The methodologies assessed in , for detecting and removing collinearities include clustering (e.g. Principal Component Analysis-based Clustering, Iterative Variance Inflation Factor Analysis), cluster-independent methods (e.g. Selection of Uncorrelated Variables, Sequential Regression), latent variable regressions (e.g. Principal Component Regression, Partial Least Squares, Dimension Reduction Techniques), and a range of approaches that may be less sensitive to collinearity (e.g. Penalised Regressions, Machine-Learning methods, Collinearity-Weighted Regression). Fourier analysis is another approach that, from each time series of predictors, extracts a set of orthogonal data to be used as new descriptor uncorrelated variables [18,42]. Bayesian Network Analysis is another promising tool to identify statistical dependencies between multiple variables, and to separate these into those directly and indirectly dependent with one or more response variables . This data-driven statistical tool produces a graphical network, whose structure describes the interdependency between variables [43,44]. In contrast with Path Analysis , Bayesian network analysis does not assume any causal relationships although this can be introduced by appropriate prior distribution for the structure of the graphical network.

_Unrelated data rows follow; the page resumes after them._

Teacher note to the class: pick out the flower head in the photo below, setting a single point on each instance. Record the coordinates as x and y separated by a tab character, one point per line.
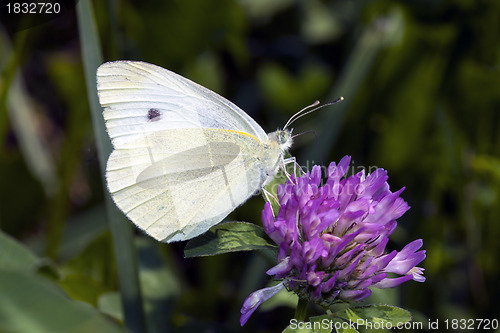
332	238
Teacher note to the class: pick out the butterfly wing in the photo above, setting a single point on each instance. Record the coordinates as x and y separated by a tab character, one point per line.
176	184
140	98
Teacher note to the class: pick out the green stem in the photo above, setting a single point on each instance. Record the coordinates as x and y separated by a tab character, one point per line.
301	311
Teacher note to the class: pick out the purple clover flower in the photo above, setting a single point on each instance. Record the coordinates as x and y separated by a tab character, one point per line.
332	238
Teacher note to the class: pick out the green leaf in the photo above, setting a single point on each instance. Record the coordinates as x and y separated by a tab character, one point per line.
14	255
375	314
31	303
228	237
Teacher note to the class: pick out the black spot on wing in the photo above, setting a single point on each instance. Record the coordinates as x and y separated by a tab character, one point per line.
154	114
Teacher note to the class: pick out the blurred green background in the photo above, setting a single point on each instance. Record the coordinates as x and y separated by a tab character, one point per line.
421	82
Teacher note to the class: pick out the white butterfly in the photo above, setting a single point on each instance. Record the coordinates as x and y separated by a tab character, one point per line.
184	157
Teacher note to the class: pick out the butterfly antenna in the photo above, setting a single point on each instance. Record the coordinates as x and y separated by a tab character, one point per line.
302	112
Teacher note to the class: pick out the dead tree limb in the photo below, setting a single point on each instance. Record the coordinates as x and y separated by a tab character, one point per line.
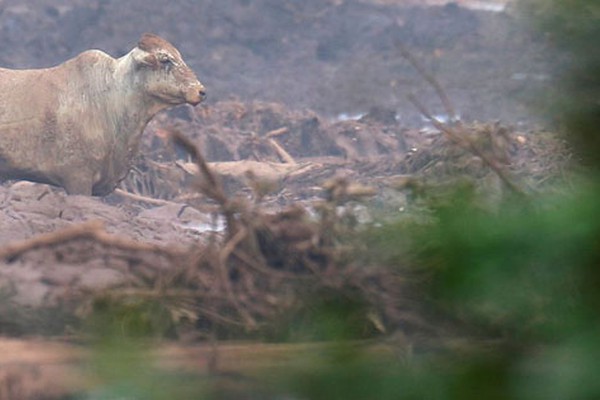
459	139
92	230
429	78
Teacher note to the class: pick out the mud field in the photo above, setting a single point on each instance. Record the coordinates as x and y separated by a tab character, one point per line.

In particular, the method has been applied to investigate socio-economic determinants for diarrheal diseases and the role of weather in animal diseases [43,46]. Another method, applied to the 1993 Milwaukee Cryptosporidium outbreak , integrates population dynamic models with Profile Likelihood approach . The problem of collinearity is removed by fixing the value of one or more parameters, and then estimating the remaining ones by maximizing the (log-) likelihood of the associated model; the approach is then repeated for a range of values of the fixed parameters. The method, which is suitable for a limited subset of the parameters, provides a better understanding of the relationship among different parameters.
4) Identifying and quantifying the different sources of the temporal lag from the start of the pathway to infection to disease detection.
The effects of the different meteorological, climatic, environmental and socio-economic factors on occurrence of disease are not instantaneous. Fig 1 illustrates some of the complexity. Sources of the temporal lag include the time required for potential growth of pathogen population in the environment, exposure dynamics, incubation period, and delays in reporting.
Further complications can arise from feedback from the infected population to the pathogen reservoir (e.g. rainfall facilitating contamination of fresh water from the sewage system). The required time tres, for the pathogen population in the reservoir to replicate and reach a sufficient value to cause infections, depends on a range of environmental and microbiological factors specific to the pathogen under investigation. Methods to estimate this time and its distribution are beyond the scope of this Review; here we simple mention some mechanistic approaches and a separate published review for temperature-driven bacterial growth in food and in water drinking systems [49–53]. The required time texp, for susceptible individuals to be infected after being exposed to the pathogen reservoir, depends on the particular route of transmission and type of exposure.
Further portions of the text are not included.